Jesus experienced on the cross the penalty for all of my sin–past, present and future. All of it. And part of that penalty involved Jesus experiencing alienation from God the Father. That’s why He cried out “My God, my God, why have you forsaken me?” God the Father was turning His face away from Jesus, so that He would never turn His face away from us. That’s why the gospel is such good news! His Spirit lives in us as a permanent resident. He never leaves us. He is always loving us, drawing us to Jesus.
But, is God disappointed in us when we sin? My family was discussing this around the dinner table last Sunday after church. One of my sons made the comment that He knew God didn’t leave us when we sin, but he also felt that God was disappointed in us. While this also sounded reasonable, it didn’t seem accurate. As I thought about it, I realized why this word “disappointed” isn’t really accurate as it relates to God’s heart toward us when we sin. If a parent says to a child who disobeyed, “I’m really disappointed in you”, what they are really saying is, “This is all about me. You disappointed me. I had certain expectations and you didn’t meet them.”
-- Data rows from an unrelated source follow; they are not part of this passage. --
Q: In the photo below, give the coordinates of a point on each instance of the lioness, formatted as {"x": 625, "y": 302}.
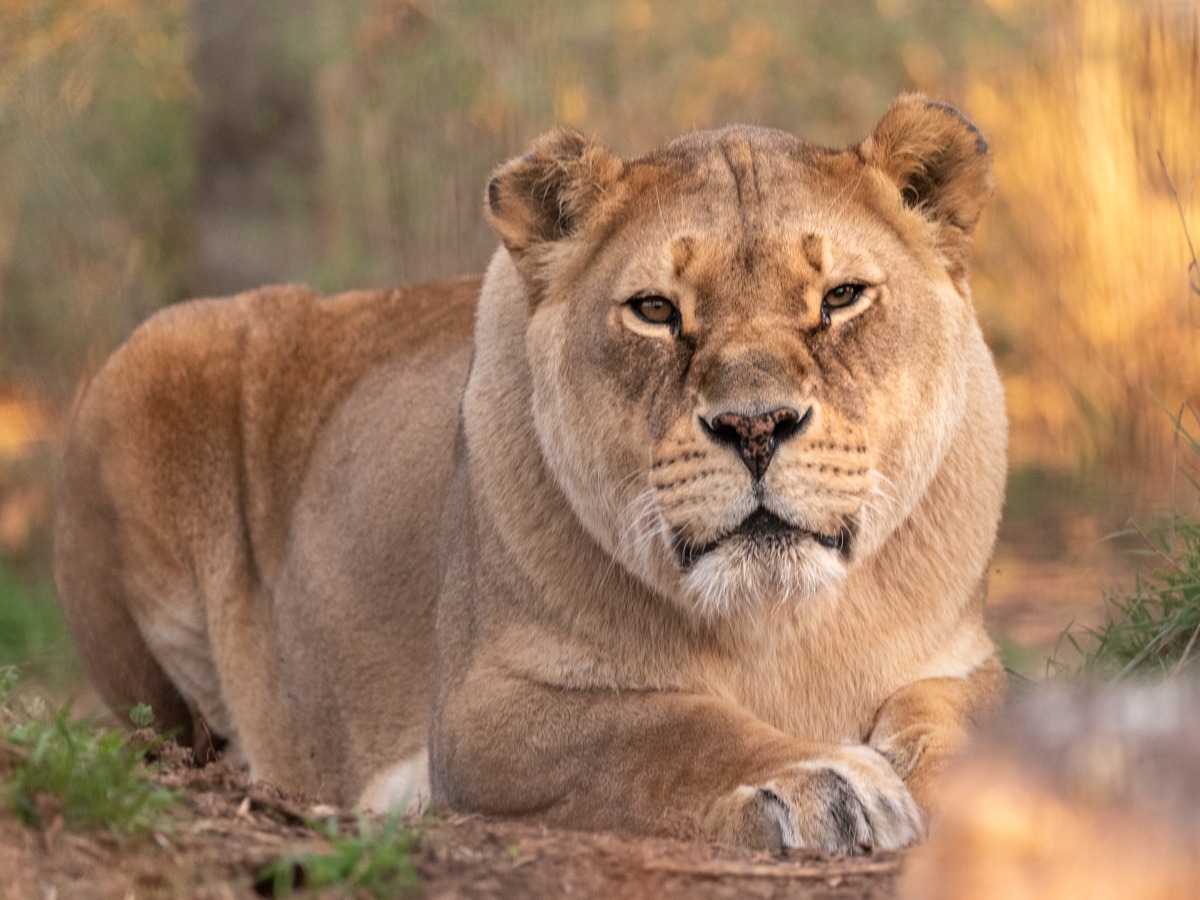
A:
{"x": 695, "y": 528}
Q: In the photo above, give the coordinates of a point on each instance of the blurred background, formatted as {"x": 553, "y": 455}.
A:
{"x": 153, "y": 150}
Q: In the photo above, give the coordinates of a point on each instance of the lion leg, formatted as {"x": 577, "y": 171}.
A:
{"x": 648, "y": 761}
{"x": 93, "y": 597}
{"x": 924, "y": 724}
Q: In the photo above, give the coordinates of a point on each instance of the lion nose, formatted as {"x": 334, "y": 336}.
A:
{"x": 756, "y": 437}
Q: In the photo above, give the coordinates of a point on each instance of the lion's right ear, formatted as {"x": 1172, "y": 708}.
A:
{"x": 547, "y": 195}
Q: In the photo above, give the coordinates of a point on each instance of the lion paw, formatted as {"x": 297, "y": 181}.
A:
{"x": 849, "y": 802}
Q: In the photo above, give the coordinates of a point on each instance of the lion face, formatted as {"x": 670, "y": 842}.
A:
{"x": 743, "y": 361}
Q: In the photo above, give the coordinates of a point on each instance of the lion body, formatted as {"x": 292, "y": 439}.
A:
{"x": 725, "y": 568}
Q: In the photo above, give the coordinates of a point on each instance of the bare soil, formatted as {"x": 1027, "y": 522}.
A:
{"x": 228, "y": 829}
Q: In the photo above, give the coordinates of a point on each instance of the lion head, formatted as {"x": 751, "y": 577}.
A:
{"x": 747, "y": 354}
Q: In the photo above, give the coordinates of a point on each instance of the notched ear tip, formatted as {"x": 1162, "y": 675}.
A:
{"x": 935, "y": 156}
{"x": 546, "y": 193}
{"x": 493, "y": 196}
{"x": 981, "y": 141}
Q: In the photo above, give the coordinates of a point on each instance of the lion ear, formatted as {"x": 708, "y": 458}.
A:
{"x": 549, "y": 193}
{"x": 939, "y": 161}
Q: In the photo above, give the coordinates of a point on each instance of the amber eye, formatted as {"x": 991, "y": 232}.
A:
{"x": 843, "y": 295}
{"x": 657, "y": 311}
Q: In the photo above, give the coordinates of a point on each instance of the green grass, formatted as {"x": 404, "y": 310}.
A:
{"x": 33, "y": 634}
{"x": 53, "y": 766}
{"x": 378, "y": 862}
{"x": 1153, "y": 631}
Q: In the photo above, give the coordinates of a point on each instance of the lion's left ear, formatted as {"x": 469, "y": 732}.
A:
{"x": 939, "y": 161}
{"x": 549, "y": 193}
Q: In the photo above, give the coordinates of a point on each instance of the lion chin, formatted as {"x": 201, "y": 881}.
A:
{"x": 679, "y": 517}
{"x": 762, "y": 561}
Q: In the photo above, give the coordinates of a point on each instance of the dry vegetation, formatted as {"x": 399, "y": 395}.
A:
{"x": 159, "y": 149}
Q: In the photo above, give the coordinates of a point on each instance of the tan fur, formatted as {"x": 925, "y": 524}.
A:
{"x": 265, "y": 507}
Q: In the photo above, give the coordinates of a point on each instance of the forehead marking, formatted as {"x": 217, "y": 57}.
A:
{"x": 682, "y": 252}
{"x": 814, "y": 251}
{"x": 739, "y": 157}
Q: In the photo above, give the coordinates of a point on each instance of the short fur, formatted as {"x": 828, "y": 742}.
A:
{"x": 725, "y": 570}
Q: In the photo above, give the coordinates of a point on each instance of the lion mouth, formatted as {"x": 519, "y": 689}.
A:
{"x": 763, "y": 529}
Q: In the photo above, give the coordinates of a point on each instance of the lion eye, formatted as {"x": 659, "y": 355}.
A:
{"x": 843, "y": 295}
{"x": 839, "y": 298}
{"x": 657, "y": 311}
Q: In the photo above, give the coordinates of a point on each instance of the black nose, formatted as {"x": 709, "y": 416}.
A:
{"x": 756, "y": 437}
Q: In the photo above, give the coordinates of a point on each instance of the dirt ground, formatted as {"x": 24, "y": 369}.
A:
{"x": 229, "y": 829}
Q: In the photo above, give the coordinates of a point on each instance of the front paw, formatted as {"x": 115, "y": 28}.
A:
{"x": 850, "y": 802}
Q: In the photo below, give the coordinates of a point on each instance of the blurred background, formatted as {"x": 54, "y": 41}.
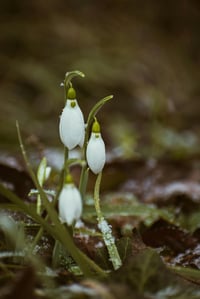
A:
{"x": 145, "y": 53}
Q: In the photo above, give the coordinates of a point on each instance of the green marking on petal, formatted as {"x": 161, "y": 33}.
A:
{"x": 68, "y": 179}
{"x": 71, "y": 93}
{"x": 73, "y": 104}
{"x": 96, "y": 127}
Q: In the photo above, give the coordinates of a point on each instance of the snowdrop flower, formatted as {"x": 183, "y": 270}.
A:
{"x": 72, "y": 127}
{"x": 69, "y": 203}
{"x": 96, "y": 153}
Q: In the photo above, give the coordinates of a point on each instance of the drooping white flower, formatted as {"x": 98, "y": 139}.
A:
{"x": 72, "y": 127}
{"x": 69, "y": 204}
{"x": 96, "y": 153}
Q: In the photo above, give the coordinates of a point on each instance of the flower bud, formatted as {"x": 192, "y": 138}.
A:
{"x": 69, "y": 204}
{"x": 96, "y": 153}
{"x": 72, "y": 127}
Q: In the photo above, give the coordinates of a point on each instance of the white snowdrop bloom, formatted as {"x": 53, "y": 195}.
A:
{"x": 72, "y": 127}
{"x": 69, "y": 204}
{"x": 96, "y": 153}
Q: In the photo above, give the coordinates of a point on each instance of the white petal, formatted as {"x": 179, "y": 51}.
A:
{"x": 72, "y": 127}
{"x": 96, "y": 153}
{"x": 69, "y": 204}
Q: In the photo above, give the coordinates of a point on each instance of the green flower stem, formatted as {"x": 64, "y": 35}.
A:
{"x": 106, "y": 228}
{"x": 58, "y": 231}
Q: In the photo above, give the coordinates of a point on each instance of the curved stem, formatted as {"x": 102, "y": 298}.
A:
{"x": 58, "y": 231}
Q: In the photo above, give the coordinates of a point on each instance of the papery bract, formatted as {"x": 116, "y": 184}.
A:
{"x": 96, "y": 153}
{"x": 69, "y": 204}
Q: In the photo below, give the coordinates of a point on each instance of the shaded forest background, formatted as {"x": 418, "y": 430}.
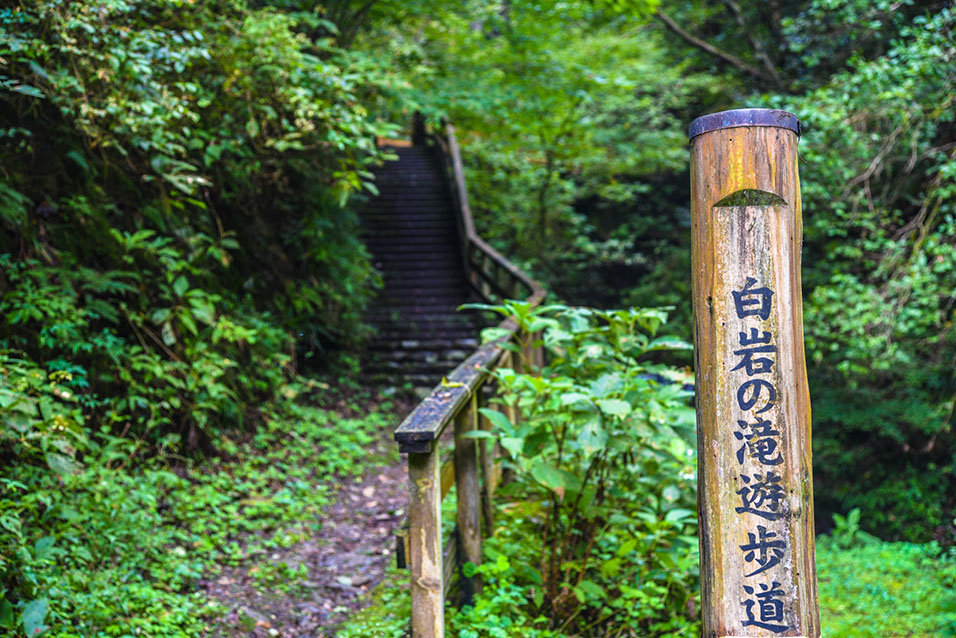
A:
{"x": 178, "y": 183}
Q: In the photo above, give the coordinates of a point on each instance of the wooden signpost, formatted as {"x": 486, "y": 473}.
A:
{"x": 758, "y": 571}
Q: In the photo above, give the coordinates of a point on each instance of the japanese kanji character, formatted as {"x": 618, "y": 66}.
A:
{"x": 756, "y": 336}
{"x": 745, "y": 299}
{"x": 762, "y": 549}
{"x": 769, "y": 607}
{"x": 754, "y": 365}
{"x": 761, "y": 492}
{"x": 755, "y": 385}
{"x": 759, "y": 441}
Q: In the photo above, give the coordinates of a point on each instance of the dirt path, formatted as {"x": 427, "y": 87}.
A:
{"x": 343, "y": 560}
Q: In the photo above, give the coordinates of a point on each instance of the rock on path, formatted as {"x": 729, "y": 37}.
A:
{"x": 343, "y": 560}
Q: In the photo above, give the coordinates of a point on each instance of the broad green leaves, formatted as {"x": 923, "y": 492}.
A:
{"x": 604, "y": 435}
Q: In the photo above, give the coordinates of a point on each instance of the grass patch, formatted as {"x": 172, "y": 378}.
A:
{"x": 114, "y": 550}
{"x": 883, "y": 590}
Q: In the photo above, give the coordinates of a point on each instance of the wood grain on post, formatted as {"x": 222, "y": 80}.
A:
{"x": 758, "y": 571}
{"x": 424, "y": 518}
{"x": 468, "y": 494}
{"x": 489, "y": 478}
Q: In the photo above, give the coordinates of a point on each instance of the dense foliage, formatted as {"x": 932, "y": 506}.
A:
{"x": 171, "y": 205}
{"x": 177, "y": 236}
{"x": 113, "y": 549}
{"x": 173, "y": 237}
{"x": 602, "y": 450}
{"x": 572, "y": 120}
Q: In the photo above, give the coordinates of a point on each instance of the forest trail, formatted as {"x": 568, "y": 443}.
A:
{"x": 335, "y": 566}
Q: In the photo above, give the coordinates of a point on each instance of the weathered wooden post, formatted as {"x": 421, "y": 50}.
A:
{"x": 758, "y": 571}
{"x": 468, "y": 496}
{"x": 424, "y": 520}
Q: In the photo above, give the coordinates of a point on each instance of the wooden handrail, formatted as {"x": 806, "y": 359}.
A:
{"x": 458, "y": 400}
{"x": 428, "y": 420}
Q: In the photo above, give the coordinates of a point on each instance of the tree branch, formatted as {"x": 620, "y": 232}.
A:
{"x": 754, "y": 41}
{"x": 711, "y": 49}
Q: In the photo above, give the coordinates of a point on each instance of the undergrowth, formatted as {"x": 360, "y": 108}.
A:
{"x": 109, "y": 549}
{"x": 883, "y": 589}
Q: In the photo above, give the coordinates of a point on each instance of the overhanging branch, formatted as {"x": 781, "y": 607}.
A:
{"x": 711, "y": 49}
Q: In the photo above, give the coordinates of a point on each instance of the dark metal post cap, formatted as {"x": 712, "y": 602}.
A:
{"x": 743, "y": 117}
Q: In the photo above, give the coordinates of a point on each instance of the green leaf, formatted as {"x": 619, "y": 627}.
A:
{"x": 668, "y": 343}
{"x": 498, "y": 420}
{"x": 33, "y": 615}
{"x": 606, "y": 384}
{"x": 569, "y": 398}
{"x": 548, "y": 475}
{"x": 43, "y": 545}
{"x": 180, "y": 286}
{"x": 678, "y": 515}
{"x": 614, "y": 407}
{"x": 592, "y": 438}
{"x": 513, "y": 445}
{"x": 62, "y": 464}
{"x": 479, "y": 434}
{"x": 6, "y": 614}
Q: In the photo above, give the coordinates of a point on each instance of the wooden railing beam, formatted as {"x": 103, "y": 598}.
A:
{"x": 468, "y": 495}
{"x": 424, "y": 514}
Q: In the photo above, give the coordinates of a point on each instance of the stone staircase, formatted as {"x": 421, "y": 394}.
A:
{"x": 412, "y": 233}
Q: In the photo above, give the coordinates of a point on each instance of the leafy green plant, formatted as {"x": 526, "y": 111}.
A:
{"x": 846, "y": 532}
{"x": 604, "y": 443}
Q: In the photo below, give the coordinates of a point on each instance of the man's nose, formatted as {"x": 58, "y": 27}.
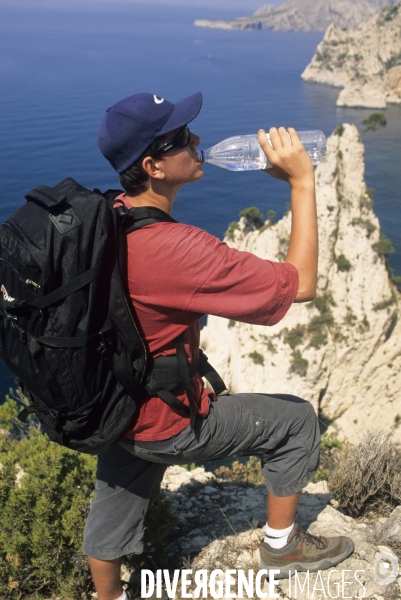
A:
{"x": 195, "y": 140}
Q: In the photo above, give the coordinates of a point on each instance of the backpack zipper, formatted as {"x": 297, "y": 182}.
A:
{"x": 27, "y": 281}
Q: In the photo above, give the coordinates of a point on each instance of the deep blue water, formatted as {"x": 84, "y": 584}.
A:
{"x": 61, "y": 67}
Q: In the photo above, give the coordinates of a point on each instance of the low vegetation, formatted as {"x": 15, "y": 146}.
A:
{"x": 368, "y": 475}
{"x": 45, "y": 493}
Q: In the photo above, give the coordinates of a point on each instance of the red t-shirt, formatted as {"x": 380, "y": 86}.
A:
{"x": 177, "y": 274}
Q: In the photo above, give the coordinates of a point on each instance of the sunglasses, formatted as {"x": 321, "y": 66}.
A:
{"x": 180, "y": 140}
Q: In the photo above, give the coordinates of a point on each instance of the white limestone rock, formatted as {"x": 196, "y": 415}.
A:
{"x": 354, "y": 577}
{"x": 303, "y": 15}
{"x": 365, "y": 61}
{"x": 351, "y": 334}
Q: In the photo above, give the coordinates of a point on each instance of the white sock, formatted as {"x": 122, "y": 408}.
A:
{"x": 277, "y": 538}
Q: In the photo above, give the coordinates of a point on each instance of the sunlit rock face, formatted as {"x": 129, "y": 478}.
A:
{"x": 365, "y": 62}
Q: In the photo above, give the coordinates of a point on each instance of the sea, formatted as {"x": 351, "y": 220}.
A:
{"x": 63, "y": 63}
I do not believe that is God’s heart toward us when we sin. The Bible says that our sin “grieves” the Spirit. That’s a very different picture. To grieve is to be sad about how our sin will negatively impact our lives. A parent can grieve a child’s choices, knowing the heartache and consequences that will result. That grieving is an expression of love. God grieves as we sin. He is saddened by the impact this will have in our lives–but that grieving is grounded in His love which is unchanging. To say that God is disappointed in us is to say that we didn’t meet His expectation, which is a direct affront to the gospel.
“Religion” is all about trying meet the expectations of a holy God. The gospel is about receiving from a holy God the free gift of forgiveness, love and the indwelling Spirit. God no doubt grieves the impact of our sinful choices, but He never, ever removes in any way His loving Presence. It is that Presence that has the power to transform us in the midst of the sin in our lives.